- Hundred of Caltowie
- Coordinates: 34°49′S 138°40′E﻿ / ﻿34.82°S 138.66°E
- Established: 20 July 1871
- Area: 230.5 km^{2} (89.0 sq mi)
- LGA(s): Northern Areas
- Region: Mid North
- County: Victoria
Lands administrative divisions around Hundred of Caltowie:
| Appila | Tarcowie | Mannanarie |
| Booyoolie | Caltowie | Belalie |
| Booyoolie | Yangya | Belalie |

= Hundred of Caltowie =

The Hundred of Caltowie is a cadastral unit of hundred in South Australia centred on the township of Caltowie.
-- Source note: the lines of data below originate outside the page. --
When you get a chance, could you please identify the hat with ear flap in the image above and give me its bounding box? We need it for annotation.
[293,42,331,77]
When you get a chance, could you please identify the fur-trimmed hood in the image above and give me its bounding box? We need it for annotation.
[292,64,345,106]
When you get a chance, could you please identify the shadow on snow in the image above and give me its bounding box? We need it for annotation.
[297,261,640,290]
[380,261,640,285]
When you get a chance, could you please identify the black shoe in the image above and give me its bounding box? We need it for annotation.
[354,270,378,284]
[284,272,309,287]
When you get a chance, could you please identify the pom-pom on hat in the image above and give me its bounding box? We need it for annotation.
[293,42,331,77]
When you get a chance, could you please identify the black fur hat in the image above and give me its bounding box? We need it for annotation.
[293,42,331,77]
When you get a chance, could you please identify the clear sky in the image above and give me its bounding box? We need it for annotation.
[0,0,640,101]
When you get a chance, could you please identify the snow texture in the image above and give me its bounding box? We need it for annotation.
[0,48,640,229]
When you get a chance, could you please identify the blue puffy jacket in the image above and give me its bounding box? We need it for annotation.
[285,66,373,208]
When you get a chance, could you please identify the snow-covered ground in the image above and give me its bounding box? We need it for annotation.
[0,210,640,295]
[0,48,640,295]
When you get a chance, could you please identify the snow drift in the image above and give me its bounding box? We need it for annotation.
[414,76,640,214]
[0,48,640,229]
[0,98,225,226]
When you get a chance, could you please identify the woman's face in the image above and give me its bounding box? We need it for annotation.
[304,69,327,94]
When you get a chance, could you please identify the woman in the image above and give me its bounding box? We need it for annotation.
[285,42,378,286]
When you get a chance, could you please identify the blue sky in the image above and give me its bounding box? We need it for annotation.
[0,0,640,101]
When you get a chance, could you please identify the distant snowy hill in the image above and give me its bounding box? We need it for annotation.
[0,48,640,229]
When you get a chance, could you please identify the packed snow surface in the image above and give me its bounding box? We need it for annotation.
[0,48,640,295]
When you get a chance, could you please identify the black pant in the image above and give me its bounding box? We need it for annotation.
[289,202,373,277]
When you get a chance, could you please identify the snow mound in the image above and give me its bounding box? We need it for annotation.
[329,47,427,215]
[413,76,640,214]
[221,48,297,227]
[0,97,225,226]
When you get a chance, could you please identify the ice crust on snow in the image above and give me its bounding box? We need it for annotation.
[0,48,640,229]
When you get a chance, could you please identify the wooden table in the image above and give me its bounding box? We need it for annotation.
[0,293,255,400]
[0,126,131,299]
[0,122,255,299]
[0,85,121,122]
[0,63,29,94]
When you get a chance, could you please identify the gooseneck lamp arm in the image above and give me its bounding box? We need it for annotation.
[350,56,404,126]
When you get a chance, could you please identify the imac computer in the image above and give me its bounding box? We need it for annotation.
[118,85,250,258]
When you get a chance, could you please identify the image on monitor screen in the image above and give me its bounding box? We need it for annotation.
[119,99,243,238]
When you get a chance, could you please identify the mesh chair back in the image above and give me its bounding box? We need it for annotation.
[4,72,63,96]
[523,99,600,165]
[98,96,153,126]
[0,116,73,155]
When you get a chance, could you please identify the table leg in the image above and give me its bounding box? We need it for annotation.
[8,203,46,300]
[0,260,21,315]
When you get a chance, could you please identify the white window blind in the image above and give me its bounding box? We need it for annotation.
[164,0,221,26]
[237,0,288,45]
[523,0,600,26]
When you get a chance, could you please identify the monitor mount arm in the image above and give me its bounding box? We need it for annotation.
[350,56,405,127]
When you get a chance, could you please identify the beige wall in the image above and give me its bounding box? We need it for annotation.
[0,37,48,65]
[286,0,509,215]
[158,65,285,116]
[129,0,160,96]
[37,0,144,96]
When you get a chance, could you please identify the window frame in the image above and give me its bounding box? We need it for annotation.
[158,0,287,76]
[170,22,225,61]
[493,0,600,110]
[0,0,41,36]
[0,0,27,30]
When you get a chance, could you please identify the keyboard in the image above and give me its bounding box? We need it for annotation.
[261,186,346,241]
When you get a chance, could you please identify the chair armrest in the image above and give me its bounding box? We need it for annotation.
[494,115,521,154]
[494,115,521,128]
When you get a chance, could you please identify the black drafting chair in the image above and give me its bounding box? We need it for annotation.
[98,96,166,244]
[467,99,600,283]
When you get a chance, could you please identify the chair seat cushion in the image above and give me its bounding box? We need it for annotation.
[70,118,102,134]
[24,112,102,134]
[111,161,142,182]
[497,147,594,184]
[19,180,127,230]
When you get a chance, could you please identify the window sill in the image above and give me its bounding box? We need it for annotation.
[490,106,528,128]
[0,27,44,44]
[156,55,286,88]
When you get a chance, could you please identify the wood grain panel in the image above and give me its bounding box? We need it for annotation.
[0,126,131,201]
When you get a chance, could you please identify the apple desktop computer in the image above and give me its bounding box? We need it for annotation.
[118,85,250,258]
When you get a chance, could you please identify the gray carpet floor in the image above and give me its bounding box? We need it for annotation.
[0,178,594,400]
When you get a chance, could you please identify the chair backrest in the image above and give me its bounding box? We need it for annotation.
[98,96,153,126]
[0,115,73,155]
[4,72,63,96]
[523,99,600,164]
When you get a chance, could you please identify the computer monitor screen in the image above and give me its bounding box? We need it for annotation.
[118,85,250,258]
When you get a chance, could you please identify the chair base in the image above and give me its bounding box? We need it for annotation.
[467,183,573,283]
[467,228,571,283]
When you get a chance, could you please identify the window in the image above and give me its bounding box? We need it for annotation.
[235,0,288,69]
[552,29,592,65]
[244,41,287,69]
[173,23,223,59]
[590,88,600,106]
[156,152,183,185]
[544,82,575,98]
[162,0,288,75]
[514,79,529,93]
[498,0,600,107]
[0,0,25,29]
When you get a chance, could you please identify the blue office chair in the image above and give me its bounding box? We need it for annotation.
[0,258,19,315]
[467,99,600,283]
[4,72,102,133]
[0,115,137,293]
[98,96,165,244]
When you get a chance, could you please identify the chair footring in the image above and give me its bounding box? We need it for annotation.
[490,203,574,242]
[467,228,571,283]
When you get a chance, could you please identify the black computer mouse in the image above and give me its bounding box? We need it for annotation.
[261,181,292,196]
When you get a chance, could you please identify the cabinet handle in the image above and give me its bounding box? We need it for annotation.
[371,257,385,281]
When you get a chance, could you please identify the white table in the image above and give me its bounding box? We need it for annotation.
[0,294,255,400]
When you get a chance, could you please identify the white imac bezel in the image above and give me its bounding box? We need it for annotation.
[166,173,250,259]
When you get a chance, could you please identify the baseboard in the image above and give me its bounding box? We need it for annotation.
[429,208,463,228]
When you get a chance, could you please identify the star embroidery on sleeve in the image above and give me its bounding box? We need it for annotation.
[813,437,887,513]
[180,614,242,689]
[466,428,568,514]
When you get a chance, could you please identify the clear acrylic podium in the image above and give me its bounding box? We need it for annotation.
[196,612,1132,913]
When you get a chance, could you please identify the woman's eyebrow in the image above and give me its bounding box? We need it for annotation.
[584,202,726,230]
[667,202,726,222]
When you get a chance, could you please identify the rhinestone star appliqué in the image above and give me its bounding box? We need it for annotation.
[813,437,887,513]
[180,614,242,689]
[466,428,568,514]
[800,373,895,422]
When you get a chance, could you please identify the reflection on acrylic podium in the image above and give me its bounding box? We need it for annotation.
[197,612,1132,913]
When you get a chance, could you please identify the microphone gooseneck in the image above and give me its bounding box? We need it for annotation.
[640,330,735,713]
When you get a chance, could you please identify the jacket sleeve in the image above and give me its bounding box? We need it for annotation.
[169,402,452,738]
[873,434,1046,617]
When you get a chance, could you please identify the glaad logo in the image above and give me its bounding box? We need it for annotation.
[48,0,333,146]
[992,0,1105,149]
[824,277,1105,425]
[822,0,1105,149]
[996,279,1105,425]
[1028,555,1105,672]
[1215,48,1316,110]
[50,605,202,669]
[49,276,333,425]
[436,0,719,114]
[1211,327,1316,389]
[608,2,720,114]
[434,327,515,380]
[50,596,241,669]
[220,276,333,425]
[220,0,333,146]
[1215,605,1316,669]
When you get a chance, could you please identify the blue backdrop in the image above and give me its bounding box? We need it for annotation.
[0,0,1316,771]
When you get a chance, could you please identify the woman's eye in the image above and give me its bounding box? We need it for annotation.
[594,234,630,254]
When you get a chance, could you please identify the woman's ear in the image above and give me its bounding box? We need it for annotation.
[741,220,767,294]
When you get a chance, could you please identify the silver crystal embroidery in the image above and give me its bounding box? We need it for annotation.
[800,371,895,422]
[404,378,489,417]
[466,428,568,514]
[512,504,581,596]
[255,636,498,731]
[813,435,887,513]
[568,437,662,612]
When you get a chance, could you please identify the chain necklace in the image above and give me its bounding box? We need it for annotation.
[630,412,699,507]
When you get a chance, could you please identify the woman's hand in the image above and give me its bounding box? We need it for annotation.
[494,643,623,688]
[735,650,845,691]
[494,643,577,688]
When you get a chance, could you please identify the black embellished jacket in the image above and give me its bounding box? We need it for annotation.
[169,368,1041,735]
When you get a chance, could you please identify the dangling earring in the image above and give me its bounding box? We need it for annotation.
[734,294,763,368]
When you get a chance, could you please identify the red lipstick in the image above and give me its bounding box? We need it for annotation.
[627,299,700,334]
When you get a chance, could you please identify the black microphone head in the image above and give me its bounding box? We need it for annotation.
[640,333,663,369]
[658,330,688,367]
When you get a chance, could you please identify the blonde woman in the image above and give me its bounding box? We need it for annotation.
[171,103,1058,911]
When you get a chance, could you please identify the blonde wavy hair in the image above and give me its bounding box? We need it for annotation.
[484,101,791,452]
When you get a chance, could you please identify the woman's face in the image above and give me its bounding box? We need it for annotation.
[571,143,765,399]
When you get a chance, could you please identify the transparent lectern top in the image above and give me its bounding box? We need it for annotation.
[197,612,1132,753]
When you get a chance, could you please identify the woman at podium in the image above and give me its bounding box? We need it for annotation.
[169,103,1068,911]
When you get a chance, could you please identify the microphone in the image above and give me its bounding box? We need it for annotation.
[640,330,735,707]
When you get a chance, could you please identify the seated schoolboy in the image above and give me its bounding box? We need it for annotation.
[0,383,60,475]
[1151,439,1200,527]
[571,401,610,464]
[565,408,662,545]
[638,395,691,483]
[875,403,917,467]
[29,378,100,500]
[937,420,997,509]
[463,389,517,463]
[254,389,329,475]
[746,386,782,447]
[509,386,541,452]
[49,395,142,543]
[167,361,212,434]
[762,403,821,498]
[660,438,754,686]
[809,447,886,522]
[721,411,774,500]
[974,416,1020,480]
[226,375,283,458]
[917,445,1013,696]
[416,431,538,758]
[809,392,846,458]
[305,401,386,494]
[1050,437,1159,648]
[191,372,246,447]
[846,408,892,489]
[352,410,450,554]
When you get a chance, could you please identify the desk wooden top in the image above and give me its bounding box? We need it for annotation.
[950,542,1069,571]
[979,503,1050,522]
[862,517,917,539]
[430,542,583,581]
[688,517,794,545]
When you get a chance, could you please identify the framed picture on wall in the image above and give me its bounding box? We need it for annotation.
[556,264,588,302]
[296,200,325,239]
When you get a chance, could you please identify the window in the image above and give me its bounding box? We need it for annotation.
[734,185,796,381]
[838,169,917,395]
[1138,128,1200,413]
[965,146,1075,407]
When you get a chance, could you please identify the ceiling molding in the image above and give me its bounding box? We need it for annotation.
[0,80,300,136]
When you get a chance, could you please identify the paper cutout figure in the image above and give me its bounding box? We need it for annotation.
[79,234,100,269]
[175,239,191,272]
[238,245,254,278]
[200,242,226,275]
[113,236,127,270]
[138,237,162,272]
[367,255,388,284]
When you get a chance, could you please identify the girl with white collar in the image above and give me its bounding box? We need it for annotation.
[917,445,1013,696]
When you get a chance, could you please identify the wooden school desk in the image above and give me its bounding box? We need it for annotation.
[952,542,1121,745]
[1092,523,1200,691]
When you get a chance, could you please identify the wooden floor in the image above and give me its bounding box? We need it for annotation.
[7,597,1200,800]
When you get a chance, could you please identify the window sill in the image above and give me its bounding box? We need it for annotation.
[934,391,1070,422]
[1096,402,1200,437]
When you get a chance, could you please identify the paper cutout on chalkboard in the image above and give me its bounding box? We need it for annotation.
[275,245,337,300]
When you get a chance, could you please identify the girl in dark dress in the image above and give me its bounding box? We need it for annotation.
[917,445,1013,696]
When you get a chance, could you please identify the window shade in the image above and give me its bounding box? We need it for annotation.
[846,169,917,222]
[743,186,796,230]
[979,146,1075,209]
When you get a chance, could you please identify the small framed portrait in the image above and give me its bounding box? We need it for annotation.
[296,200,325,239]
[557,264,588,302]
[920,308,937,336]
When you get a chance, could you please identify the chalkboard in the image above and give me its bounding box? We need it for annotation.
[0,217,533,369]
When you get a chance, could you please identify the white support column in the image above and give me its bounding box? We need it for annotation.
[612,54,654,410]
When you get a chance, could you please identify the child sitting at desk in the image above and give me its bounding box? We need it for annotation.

It is one of the 14 hundreds of the County of Victoria and was proclaimed by Governor James Fergusson in July 1871.

==Towns and localities==
The Government Town of Caltowie, slightly to the south of the hundred's centre, which was named for the hundred, was surveyed a few months after the hundred proclamation in November 1871. Adjacent localities of Caltowie West and Caltowie North were officially named as such, based on the long associated names, with reference to their position within the hundred. The only other bounded locality within the hundred is the western flank of Jamestown (that part west of the Mannanarie Hills ridge line) on the eastern side of the hundred.

==Local government==
The District Council of Caltowie was established in 1878, bringing local government to the hundred. In 1935, Caltowie council amalgamated with parts of the District Council of Belalie and District Council of Yongala to form the District Council of Jamestown. In 1997 the Jamestown council was abolished and the hundred became a part of the much larger Northern Areas Council.